The finance chief had also identified the lease agreement between the local unit of global oil giant Chevron and the state-run National Development Co. (NDC) for a Batangas property as disadvantageous to the government.
Dominguez himself had endorsed a review all contracts that may have onerous terms.
President Rodrigo Duterte last year ordered a review of contracts with the two water concessionaires in Metro Manila and
nearby areas which had been accomplished more than 20 years ago but which Duterte said were reeking in onerous terms.
Dominguez told the foreign media forum that the government’s tax take further improved last year, bringing the share of tax efforts in the economy to a 22-year high if 15.1 percent of GDP in 2019.

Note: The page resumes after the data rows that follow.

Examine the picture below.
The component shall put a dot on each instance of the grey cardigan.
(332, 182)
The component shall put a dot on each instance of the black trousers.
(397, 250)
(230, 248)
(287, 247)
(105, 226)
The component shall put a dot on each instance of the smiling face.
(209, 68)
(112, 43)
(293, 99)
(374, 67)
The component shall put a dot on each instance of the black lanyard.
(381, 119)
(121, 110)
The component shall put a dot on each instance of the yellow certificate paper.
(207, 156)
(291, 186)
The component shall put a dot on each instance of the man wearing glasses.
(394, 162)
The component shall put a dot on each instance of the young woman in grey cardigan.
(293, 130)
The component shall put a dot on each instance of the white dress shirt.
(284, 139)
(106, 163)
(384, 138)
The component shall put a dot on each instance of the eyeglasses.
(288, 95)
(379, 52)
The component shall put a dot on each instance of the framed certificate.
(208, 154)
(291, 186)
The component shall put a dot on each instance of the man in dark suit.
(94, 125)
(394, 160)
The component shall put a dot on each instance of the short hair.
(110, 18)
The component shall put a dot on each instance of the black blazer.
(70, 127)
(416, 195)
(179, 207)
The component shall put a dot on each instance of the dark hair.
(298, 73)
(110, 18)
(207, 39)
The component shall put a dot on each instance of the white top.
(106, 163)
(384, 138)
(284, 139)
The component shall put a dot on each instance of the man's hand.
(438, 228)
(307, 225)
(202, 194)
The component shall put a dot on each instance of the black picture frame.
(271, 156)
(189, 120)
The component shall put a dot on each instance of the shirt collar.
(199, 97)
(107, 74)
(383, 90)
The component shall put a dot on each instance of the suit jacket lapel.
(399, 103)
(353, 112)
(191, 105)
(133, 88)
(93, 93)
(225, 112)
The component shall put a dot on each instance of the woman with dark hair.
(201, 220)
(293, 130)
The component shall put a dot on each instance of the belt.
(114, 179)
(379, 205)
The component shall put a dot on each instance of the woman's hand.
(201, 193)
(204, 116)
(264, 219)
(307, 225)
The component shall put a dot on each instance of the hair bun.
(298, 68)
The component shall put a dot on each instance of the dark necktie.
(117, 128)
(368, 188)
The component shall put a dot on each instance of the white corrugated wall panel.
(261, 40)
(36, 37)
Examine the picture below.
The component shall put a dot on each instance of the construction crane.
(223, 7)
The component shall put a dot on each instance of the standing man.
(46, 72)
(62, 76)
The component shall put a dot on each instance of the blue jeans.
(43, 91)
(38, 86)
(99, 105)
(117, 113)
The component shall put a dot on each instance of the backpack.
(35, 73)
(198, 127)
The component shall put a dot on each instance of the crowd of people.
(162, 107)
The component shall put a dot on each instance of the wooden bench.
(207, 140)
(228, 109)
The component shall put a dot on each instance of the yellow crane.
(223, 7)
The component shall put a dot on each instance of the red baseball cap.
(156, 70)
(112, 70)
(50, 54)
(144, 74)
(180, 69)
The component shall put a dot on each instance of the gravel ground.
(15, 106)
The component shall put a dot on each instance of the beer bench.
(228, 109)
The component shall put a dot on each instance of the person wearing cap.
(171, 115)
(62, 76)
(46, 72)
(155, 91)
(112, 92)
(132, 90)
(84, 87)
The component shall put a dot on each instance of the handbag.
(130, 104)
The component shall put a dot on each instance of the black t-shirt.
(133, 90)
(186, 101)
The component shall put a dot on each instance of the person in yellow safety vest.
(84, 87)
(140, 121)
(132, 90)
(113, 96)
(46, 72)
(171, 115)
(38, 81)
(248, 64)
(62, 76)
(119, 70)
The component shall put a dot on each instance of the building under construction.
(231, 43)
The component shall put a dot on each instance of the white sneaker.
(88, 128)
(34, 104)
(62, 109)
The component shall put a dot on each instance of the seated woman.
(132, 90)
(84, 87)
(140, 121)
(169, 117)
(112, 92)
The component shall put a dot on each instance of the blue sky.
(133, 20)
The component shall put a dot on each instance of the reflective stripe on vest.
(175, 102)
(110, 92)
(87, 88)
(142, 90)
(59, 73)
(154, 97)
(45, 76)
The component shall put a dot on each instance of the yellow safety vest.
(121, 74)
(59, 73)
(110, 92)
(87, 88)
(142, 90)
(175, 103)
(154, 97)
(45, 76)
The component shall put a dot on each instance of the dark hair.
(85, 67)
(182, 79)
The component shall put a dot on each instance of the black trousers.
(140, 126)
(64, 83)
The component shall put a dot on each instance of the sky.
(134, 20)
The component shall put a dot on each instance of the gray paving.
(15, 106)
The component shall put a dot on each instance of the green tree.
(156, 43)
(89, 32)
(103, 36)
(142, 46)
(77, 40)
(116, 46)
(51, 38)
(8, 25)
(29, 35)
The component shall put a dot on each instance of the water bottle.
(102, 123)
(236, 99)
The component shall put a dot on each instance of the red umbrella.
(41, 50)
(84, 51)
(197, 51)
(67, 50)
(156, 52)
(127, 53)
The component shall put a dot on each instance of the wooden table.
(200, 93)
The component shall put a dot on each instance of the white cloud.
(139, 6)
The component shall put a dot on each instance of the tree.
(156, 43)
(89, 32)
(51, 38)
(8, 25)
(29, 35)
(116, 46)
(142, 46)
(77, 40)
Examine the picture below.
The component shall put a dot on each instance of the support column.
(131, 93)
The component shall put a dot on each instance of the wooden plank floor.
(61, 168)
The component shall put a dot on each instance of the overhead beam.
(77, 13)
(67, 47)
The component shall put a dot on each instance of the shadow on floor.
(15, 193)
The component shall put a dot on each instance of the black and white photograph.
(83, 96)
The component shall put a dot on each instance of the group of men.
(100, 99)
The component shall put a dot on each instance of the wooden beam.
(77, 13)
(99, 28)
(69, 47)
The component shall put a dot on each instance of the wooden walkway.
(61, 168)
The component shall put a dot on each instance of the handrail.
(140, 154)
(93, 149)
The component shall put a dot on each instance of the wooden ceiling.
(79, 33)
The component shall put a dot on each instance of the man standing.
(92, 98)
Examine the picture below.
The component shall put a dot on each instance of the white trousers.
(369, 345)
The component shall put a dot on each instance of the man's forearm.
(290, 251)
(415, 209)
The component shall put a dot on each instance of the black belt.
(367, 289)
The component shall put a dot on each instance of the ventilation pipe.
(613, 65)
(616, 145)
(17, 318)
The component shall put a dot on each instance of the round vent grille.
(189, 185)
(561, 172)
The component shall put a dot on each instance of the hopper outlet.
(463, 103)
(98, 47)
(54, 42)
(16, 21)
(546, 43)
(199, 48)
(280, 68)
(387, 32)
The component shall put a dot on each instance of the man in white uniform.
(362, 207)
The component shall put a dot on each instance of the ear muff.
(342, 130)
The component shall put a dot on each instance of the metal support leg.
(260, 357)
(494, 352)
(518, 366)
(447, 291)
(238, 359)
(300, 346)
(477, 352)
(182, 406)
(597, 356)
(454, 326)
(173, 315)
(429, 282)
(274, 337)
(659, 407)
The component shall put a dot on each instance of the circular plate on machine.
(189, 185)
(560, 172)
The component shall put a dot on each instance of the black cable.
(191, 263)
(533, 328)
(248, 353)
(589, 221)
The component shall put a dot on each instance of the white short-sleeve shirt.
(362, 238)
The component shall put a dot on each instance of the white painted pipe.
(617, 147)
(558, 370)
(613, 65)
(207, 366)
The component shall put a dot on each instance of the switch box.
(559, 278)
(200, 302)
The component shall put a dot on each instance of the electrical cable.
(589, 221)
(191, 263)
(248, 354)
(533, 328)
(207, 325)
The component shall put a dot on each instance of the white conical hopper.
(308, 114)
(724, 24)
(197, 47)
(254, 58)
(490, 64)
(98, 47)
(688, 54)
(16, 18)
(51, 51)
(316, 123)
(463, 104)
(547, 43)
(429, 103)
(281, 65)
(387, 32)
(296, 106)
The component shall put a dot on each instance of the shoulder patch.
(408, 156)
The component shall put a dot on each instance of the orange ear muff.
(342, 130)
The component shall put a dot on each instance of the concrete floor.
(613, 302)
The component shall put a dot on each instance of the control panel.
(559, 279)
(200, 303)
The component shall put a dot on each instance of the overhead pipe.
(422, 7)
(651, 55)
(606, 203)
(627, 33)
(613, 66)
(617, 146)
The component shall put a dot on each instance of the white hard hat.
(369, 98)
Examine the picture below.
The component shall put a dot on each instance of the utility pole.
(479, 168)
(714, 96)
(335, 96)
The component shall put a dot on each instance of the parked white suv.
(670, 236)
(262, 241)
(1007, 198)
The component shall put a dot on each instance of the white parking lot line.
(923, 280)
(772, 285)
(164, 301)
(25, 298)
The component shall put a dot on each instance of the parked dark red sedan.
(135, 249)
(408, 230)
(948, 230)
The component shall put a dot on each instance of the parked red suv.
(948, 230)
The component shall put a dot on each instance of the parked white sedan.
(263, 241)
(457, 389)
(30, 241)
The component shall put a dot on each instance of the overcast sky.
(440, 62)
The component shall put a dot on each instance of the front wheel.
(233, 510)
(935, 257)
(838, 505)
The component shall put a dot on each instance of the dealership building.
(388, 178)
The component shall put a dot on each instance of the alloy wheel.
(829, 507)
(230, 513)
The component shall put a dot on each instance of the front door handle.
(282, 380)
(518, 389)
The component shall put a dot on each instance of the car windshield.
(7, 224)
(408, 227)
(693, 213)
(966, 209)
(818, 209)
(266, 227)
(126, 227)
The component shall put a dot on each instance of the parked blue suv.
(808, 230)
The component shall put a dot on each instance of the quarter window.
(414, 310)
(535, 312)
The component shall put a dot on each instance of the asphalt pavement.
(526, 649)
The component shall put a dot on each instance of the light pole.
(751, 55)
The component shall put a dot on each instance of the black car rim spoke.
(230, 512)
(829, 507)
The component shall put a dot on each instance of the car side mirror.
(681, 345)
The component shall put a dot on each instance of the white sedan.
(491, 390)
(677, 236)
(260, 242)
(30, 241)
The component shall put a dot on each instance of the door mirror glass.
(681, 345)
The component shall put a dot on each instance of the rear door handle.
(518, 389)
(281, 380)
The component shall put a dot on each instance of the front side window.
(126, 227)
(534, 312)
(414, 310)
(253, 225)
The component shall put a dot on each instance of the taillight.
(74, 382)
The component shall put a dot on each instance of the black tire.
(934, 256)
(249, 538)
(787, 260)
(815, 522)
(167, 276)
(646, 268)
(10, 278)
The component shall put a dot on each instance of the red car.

“We expect the tax effort to be further reinforced this year from the better tax administration and intensified anti-smuggling drive of the
government,” said Dominguez.
He said better revenue generation was also seen in the passage of the remaining tax reform package, remittances from government-owned and controlled firms, and a crackdown on tax-evading Pogos.
At the weekend, the DOF said the tighter enforcement of tax and immigration laws led to the collection in 2019 of P6.42 billion in additional corporate and income taxes from Pogos.
In a statement last Saturday, the DOF said the total taxes collected from Pogos, service providers and their Chinese workers jumped 169 percent in 2019 from P2.38 billion in 2018.
“This increased tax take was the result of a sustained campaign” to ensure that Pogos paid correct taxes, the DOF said.
The DOF quoted Dominguez as saying that it had been “grossly unfair to Filipino taxpayers dutifully paying their taxes for these Pogo employees to continue avoiding paying their taxes” worth an estimated P22 billion.
Citing a report of Internal Revenue Commissioner Arnel Guballa, the DOF said the 218 registered Pogo service providers in the country employed about 108,914 foreigners.
In line with the goal to collect P2 billion per month from Pogos, the Bureau of Internal Revenue (BIR) last year issued 170 notices to “errant” Pogos, which had a combined P27.35 billion in unpaid
taxes.
The BIR in 2019 managed to generate from the Pogo sector P5.13 billion in withholding taxes, P644.07 million in income taxes, P91.13 million in value-added tax (VAT) and percentage taxes, P81.11 million in documentary stamp taxes (DST), as well as P469.13 million in other taxes.
Also, the country’s largest tax-collection agency last year temporarily closed down at least four Pogo service providers that had been found not property paying their tax dues.
“There will be no letup in this ongoing crackdown as
the BIR further steps up its campaign against errant Pogos in 2020,” Dominguez said.
“Basically we’re going hard against people who are evading taxes,” the finance chief added.